Strangely enough his thoughts wandered again and again from the object of his journey; in these vernal solitudes the wily words of Annas faded from his mind. Something in the pure-eyed flowers that leaned in shy welcome from the roadside grass put him in mind of Stephen, the dead apostate, as he bitterly termed him. Before his mental vision there arose again that never-to-be-forgotten face; now radiant with the fire of youth and enthusiasm, as he remembered it in many a heated debate over law and prophecy; now stern and unrelenting as he pronounced the terrible arraignment which yet echoed in the ears of the Pharisee: "Ye stiff-necked and uncircumcised in heart and ears; ye do always resist the Holy Ghost; as your fathers did, so do ye. Which of the prophets have not your fathers persecuted? And they have slain them which shewed before the coming of the Just One; of whom ye have now become the betrayers and murderers!" Then pallid beneath the icy shadow of approaching death, yet shining with a mysterious glory as he cried out, "Behold, I see the heavens opened, and the Son of Man standing on the right hand of power." And yet again, touched with the mystic seal of the great deliverer as he had lain "asleep" on the stony ground beyond the Damascus Gate.
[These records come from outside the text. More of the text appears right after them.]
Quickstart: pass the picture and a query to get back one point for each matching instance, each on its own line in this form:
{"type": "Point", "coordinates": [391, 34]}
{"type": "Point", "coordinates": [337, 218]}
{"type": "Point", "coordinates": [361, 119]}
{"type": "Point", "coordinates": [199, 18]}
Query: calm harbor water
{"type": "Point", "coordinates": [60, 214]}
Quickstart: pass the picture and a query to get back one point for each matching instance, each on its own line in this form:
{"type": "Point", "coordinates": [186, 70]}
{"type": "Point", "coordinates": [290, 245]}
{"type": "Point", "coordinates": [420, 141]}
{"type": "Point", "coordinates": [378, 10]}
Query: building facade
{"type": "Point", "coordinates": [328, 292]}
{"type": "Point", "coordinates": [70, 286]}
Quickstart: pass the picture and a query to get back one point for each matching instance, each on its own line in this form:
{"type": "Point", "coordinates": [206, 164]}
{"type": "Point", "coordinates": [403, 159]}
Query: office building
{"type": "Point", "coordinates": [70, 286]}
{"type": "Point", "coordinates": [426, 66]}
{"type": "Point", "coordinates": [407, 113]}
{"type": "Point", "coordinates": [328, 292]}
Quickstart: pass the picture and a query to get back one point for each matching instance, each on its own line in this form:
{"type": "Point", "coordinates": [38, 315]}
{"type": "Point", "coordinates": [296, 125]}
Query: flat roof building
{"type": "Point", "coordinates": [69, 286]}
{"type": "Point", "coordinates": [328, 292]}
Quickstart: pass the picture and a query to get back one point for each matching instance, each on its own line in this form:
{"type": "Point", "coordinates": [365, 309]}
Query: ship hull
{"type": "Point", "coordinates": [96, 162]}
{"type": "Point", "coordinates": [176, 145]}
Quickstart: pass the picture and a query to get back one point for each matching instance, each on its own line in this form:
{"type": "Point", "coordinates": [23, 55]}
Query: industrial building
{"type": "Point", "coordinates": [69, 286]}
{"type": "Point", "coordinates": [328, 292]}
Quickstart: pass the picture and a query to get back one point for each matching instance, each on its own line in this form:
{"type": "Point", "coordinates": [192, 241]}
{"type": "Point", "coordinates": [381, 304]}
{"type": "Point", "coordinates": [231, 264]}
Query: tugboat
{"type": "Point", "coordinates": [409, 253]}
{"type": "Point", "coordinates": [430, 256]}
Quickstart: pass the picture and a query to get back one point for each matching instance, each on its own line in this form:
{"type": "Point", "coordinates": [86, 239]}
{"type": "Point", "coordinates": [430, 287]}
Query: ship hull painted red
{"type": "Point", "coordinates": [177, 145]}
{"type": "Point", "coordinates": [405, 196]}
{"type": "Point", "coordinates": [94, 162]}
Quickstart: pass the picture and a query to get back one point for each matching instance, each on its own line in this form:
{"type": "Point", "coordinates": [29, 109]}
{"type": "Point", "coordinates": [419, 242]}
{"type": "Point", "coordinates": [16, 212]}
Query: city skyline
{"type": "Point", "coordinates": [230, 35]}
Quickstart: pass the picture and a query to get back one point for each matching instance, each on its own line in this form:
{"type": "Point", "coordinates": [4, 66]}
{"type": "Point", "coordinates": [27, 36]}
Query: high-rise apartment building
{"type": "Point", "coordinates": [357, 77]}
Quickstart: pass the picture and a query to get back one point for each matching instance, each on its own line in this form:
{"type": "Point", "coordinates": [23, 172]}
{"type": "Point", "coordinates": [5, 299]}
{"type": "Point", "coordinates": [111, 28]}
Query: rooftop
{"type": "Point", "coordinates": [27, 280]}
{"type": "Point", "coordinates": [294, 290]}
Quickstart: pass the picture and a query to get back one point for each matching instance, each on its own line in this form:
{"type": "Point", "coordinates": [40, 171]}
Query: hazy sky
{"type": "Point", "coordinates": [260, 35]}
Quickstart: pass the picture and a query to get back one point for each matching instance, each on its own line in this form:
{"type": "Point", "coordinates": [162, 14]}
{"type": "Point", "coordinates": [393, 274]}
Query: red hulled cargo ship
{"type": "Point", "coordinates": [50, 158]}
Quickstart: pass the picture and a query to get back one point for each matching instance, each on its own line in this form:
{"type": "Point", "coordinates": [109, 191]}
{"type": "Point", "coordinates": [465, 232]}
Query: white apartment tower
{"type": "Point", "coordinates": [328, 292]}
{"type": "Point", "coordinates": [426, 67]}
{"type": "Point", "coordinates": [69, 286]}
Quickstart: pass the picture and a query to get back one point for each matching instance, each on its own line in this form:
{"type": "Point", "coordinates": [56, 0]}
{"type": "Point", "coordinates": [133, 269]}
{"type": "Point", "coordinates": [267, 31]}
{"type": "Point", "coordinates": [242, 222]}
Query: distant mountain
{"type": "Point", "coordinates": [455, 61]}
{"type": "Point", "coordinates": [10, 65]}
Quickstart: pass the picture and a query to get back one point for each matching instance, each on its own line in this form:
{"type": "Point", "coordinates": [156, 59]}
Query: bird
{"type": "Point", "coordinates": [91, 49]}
In vain did he endeavor to shake off these haunting visions, resolutely repeating aloud commands, prohibitions and long passages of the law, rigorously observing the ceremonial washings and cleansings whenever the company halted beside a running stream. All was in vain, "Ye who received the law as it was ordained by angels, and kept it not!" sounded the inexorable voice. And with and through it, mingled the wail of women bereft of their little ones, the groanings of strong men beneath the scourge, the sullen clang of prison doors, and the clank of chains.
On the fifth night of his journey the agony became so intolerable that he left his tent and wandered out beneath the open heavens. "My God!" he groaned aloud, "have I not kept thy law, and loved thy statutes? Yet have I no peace: my days are consumed with anguish. Surely thou hast hated iniquity and thou hast loved righteousness; behold now I have done all these things that thy name might be exalted before the people, that blasphemy and deceit might cease from out the land." And he vowed a great sacrifice before the Lord of fat sheep and oxen. But again came the haunting voice, "O ye house of Israel, have ye offered to me slain beasts and sacrifices for the space of forty years. But behold, I will carry you away beyond Babylon--who have received the law ordained of angels and have kept it not."
"I have kept the law!" he cried aloud, and the hills replied in melancholy echoes, "the law--the law."
Then there crowded into his thought the faces of the four who had escaped out of his hand, and he remembered the look in the eyes of the maiden as she said, "I believe that he was put to death upon the cross that he might draw all men unto him and heal them from their sins, even as Moses lifted up the serpent in the wilderness that the stricken Israelites might look and be saved," and with these words there mingled the solemn voices of prophecy, "Surely he hath borne our griefs and carried our sorrows; yet we did esteem him stricken, smitten of God, and afflicted. But he was wounded for our transgressions, he was bruised for our iniquities; the chastisement of our peace was upon him; and with his stripes we are healed. All we like sheep have gone astray; we have turned every one to his own way; and the Lord hath laid upon him the iniquity of us all."
"God, if it be true," he murmured; and for a moment the soft radiance of that ever brooding presence of love had well nigh penetrated his dark soul, then he lifted his head stubbornly. "I cannot believe," he cried. "I will not believe.--Shall I, a Pharisee of the Pharisees, accept a Messiah who hath died the accursed death? I am mad. I will not believe--unless I too can see the heavens opened."